Paradoxically, when dealing with something that I knew needed attention but was something that I felt was less painful, I would pray and tell God that I realised that I had that certain flaw or failing in my life and that it needed dealing with. Never thinking it was going to be that painful I would enter into the praying feeling that the is would be a walk in the park and when I'd prayed that I wanted it dealt with, regardless of the pain (wink, wink - this isn't going to hurt), it more often than not blinking well did. I'd find things attached to the perhaps more trivial area that really caused me pain and repentance!
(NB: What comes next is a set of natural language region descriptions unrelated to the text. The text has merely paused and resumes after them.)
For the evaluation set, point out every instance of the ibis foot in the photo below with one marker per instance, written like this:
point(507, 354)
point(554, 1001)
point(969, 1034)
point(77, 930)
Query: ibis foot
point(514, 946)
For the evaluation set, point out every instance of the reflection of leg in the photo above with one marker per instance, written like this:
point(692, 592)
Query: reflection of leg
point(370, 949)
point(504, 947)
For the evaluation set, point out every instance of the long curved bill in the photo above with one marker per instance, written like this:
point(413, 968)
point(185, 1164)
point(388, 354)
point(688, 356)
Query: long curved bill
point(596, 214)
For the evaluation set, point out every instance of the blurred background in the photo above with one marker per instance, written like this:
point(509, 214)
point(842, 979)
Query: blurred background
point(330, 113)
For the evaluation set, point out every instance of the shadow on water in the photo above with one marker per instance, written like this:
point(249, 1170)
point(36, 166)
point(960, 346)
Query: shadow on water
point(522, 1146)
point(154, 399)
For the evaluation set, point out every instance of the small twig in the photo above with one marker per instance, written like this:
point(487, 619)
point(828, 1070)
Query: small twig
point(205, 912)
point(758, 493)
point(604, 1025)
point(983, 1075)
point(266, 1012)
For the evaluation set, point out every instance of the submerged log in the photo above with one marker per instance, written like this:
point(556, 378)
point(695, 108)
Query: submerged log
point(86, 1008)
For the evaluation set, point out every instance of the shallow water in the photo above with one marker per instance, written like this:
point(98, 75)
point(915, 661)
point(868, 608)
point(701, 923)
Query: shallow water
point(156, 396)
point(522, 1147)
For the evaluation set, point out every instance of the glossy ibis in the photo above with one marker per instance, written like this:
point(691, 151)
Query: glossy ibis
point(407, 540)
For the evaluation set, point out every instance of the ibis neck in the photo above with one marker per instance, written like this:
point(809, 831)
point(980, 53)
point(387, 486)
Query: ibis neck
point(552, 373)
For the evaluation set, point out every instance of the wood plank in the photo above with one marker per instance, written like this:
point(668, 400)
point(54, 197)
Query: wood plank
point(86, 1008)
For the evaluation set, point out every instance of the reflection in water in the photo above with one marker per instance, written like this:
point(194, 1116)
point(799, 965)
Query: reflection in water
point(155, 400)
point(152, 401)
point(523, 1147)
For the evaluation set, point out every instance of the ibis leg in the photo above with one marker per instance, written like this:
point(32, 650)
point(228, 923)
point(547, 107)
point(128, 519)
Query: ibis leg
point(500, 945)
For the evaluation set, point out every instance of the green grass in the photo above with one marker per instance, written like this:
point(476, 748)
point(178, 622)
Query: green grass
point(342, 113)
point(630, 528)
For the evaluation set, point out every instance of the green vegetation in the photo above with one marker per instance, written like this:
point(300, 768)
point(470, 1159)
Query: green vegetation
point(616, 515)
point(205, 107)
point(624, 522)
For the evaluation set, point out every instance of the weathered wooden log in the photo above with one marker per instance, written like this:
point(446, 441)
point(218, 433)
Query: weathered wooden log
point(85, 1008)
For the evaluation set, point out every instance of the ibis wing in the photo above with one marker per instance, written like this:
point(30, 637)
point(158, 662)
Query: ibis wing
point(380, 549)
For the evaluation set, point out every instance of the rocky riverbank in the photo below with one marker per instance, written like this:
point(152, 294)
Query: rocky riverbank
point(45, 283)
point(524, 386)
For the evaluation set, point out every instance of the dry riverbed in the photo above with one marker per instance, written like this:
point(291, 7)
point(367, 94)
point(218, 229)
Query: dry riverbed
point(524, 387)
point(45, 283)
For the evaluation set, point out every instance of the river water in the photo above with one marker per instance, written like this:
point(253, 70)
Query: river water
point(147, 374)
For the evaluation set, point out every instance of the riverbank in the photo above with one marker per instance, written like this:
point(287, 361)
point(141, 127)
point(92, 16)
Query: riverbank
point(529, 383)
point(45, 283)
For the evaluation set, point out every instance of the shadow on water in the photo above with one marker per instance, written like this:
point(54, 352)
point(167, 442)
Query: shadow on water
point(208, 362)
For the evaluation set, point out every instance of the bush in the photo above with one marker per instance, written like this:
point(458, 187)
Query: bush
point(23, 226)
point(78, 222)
I realised that when I was totally committed and engaged regardless, God honoured that and dealt with it painlessly (well pretty painlessly), but when I gave Him permission thinking it wouldn't hurt (so I looked good and spiritual), He took me at my word.
Think it's a lesson about integrity, genuine attitudes and God really. Go for it - get it. Posture a bit and feel the heat on the way to getting it. Seems you just can't con God!
Hope this makes sense and helps to clarify the original words.
4 comments:
Thanks. You are making sense. Quite a lot of sense.
Must be the new medication :)
I found your post to be very relevant to my situation. Getting up the courage to pull things out and air them can be difficult - easier to try to forget them or pretend they don't matter!
Conscience catches up - that small nagging voice which Secularist do not believe in - naggs away, until you do something about it.
A wise priest provided the help I needed to resolve issues (not a "Shrink". Good job that God has provided them for us.
Vic, the one you're taking... or the one I'm taking?
UKViewer, happened to me too.
Thanks, Vic (wise priest).
I wish this was more widely known, that Christian discipleship is about a dynamic living relationship, not just professing faith in a few facts and not going the journey that it involves.